Sport : "BESSER SPÄT DURCHSETZEN ALS NIE": Preetz auf Bierhoffs Spuren

HARTMUT SCHERZER

AMELIA ISLAND .Ehe er Rede und Antwort steht, sagt Michael Preetz "zunächst einmal guten Abend zusammen".Ein höflicher Mensch also.So der erste Eindruck vom "Späteinsteiger" (Erich Ribbeck).Ein guter Typ.Einer wie Oliver Bierhoff: intelligent und redegewandt, Abiturient und danach Student der Betriebswirtschaft, Torjäger von internationalem Format aber erst nach Jahren der Wanderschaft durch die Zweitklassig- oder Bedeutungslosigkeit.

Wie sich die eigenartigen Karrieren der beiden Spätstarter da doch ähneln.Auch Bierhoff tauchte nach vielen Wanderjahren erst mit 29 Jahren wie aus dem Nichts beziehungsweise aus Ascoli in der Nationalmannschaft auf und war damals, 1996, von seinem plötzlichen Aufstieg genauso überrascht wie jetzt Preetz: "In meinem Alter, mit 31 Jahren, ist es ja nicht üblich, noch zur Nationalmannschaft zu kommen", stellt der Hertha-Torjäger lakonisch fest.Aber: "Besser spät durchsetzen als nie." Heute gibt der 1,92 Meter große Schlaks gegen die USA sogar sein Länderspieldebüt, weil Bierhoff fehlt, weil Kirsten verletzt ist und weil der Teamchef Erich Ribbeck davon angetan ist, "wie Preetz nur wenige Chancen für Tore braucht".

Fast scheint es, als würde die Intelligenz der schlaksigen Strafraumstürmer vom Typ Bierhoff und Preetz den Instinkt für Tore erst in dem Alter vollends entwickeln, in dem sie ursprünglich mal ihr Staatsexamen machen wollten.Preetz jedenfalls räumt ein: "Selbstbewußtsein muß sich entwickeln.Erst mit den Jahren bin ich im Abschluß sicherer geworden."

Den Spätstart in die internationale Karriere hätte Michael Preetz freilich verpaßt, wenn er sich, wie angeraten, zum Ende des vergangenen Jahres einer angeblich dringend erforderlichen Leistenoperation unterzogen hätte.Doch nach Behandlung durch einen Osteopathen, "eine noch nicht verbreitete Methode", sei er bis Weihnachten schmerzfrei gewesen und die Operation ausgesetzt worden.

Was, bitte, macht eigentlich ein Osteopath?

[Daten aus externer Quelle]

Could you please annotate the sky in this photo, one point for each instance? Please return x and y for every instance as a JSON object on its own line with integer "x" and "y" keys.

Michael Preetz kann zu diesem Thema aus eigener Erfahrung einiges erzählen.Wie ein Professor der Medizin referiert der Fußballprofi über die "manuelle Therapie, aufbauend auf die Physiotherapie", bei der die Verletzung nicht isoliert behandelt, sondern der Körper als Ganzes gesehen werde.Er spricht von Diagnostik und Statik mit der gleichen Souveränität wie vom Doppelpaß und Strafstoß.Osteopathie sei eine sehr schonende Sache, bei der er nicht gefordert worden sei."Ich wurde auf die Bank gelegt und dann behandelt.Und das mit sehr, sehr großem Erfolg."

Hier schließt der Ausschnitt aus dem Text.